I am a social work student and registered voter writing to you to express the issues and concerns I have with Bill HB0591 which is to amend the Criminal Code Act of 2012 that primary impacts African-American minor offenders. I believe that implementing an alternative policy that refrains from arresting and confining individuals will give the same desired results. In May 2017 the Chicago Sun-Times wrote an article “Should 10-Year-Old Kids Be Kept In Juvenile Detention?” The story was pertaining to Justin Wright, confined in Illinois Juvenile Detention Center at the age of 11 years old and remained in the facility for two years.
Justin was not a hardcore criminal; he had school delinquency and broke into cars. Justin went into the detention facility as a frightened kid and returned to the community as a hardened criminal.
The words according to Justin, “his life would have been different. I would have avoided a life of crime.” This validates that detention centers have a negative effect on juveniles’ lives.

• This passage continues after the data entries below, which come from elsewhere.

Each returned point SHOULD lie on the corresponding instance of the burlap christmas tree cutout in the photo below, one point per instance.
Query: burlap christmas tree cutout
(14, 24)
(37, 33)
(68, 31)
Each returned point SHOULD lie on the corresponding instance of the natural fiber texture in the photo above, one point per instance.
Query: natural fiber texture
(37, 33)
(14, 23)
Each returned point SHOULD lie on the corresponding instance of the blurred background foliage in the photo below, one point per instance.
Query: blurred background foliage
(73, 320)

Minors that are affiliated with crime, and commit a crime of gang recruitment can be deeply affected from being confined to a detention center. I respectfully request that you consider speaking to Congress on behalf of an alternative approach to be provided for low-risk and high-risk offenders up to the age of twenty. This would pertain to individuals that have committed a felony of gang recruitment to be sentenced to a residential or non-residential community-based program. Gang recruitment can decrease which will allow positive outcomes that will manifest using the alternative approach.

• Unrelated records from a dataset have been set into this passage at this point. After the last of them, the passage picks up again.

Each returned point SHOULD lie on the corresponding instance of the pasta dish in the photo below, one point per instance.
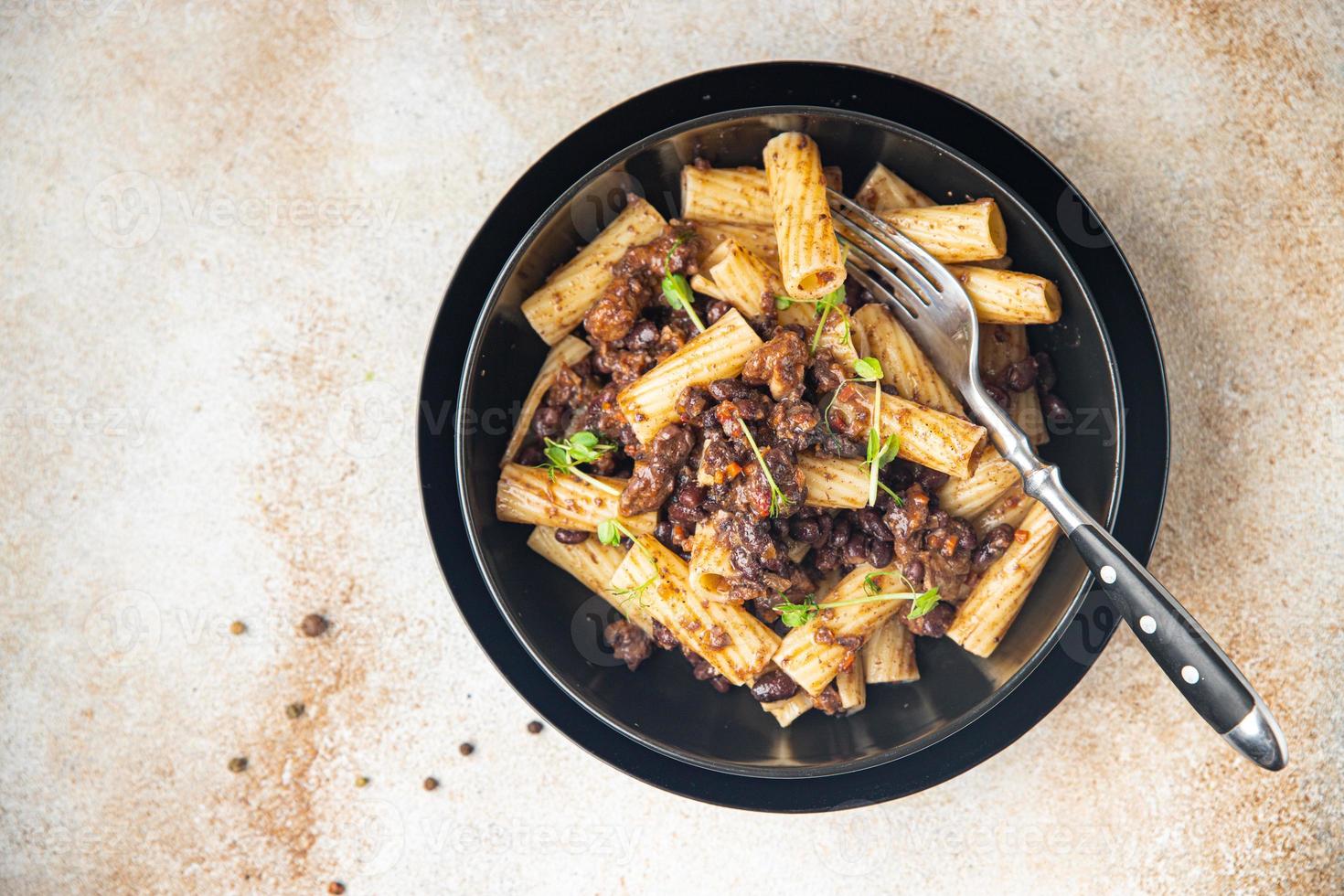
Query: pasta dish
(749, 457)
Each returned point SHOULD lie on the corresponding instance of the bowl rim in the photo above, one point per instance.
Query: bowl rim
(472, 521)
(841, 86)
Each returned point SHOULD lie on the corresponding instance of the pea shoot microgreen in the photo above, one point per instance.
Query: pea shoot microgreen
(677, 289)
(611, 532)
(826, 305)
(880, 452)
(797, 614)
(581, 448)
(778, 500)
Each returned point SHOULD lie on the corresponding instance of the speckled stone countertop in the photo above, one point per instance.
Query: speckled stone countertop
(228, 228)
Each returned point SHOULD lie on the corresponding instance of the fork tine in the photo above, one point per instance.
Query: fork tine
(857, 238)
(892, 240)
(878, 289)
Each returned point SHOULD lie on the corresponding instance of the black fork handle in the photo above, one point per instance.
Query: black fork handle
(1204, 675)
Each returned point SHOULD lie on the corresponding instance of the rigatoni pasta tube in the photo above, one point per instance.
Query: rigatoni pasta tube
(963, 232)
(734, 195)
(592, 563)
(755, 238)
(786, 710)
(811, 261)
(812, 663)
(1008, 295)
(738, 197)
(728, 637)
(560, 303)
(706, 286)
(992, 606)
(529, 495)
(720, 352)
(837, 332)
(711, 571)
(834, 481)
(889, 655)
(882, 191)
(972, 496)
(568, 351)
(948, 443)
(903, 364)
(1008, 509)
(745, 281)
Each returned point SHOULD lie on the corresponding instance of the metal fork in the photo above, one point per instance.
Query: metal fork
(933, 306)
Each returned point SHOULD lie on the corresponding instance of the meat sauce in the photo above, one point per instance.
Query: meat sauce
(791, 400)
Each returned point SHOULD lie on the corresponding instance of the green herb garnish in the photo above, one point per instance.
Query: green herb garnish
(611, 532)
(778, 501)
(797, 614)
(880, 452)
(826, 305)
(677, 289)
(581, 448)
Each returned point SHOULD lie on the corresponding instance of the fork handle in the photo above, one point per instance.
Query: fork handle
(1189, 657)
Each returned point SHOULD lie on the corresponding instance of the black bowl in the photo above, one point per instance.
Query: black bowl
(660, 707)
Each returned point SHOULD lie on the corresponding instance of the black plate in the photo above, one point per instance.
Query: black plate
(815, 746)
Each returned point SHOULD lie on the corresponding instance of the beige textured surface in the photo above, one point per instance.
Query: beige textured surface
(208, 404)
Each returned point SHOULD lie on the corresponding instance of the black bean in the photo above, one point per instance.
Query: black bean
(691, 495)
(1044, 371)
(994, 546)
(726, 389)
(664, 532)
(773, 686)
(745, 561)
(805, 529)
(869, 520)
(663, 635)
(898, 475)
(1021, 375)
(644, 334)
(824, 523)
(715, 311)
(839, 532)
(930, 478)
(549, 421)
(826, 558)
(1054, 407)
(686, 516)
(754, 535)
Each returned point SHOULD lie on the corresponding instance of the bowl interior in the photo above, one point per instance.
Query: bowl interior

The alternative approach will allow individuals to be rehabilitated in a positive manner and become productive citizens.
The racial disparity in the juvenile justice system is a violation of the individual’s civil rights. Discrimination occurs to every level within the system from the youth initial contact of arrest, diversion, detention, referrals for prosecution, petitions filed, arbitrations, probation and, secures confinement. These individuals are not treated the same as White minor offenders they are disproportionate to their counterpart. Results from the Illinois Juvenile Justice Commission 2010 study on racial disparity in the justice system included the total population of youth in Illinois from age 10 to 16. The percentage of the population was 6% Other; 20% African –American; 23% Hispanic and 51% White. The arrest percentage of African American youths was 68% compared to 41% for White Youths. The percentage detained was 64% African American compared to 19% White youths.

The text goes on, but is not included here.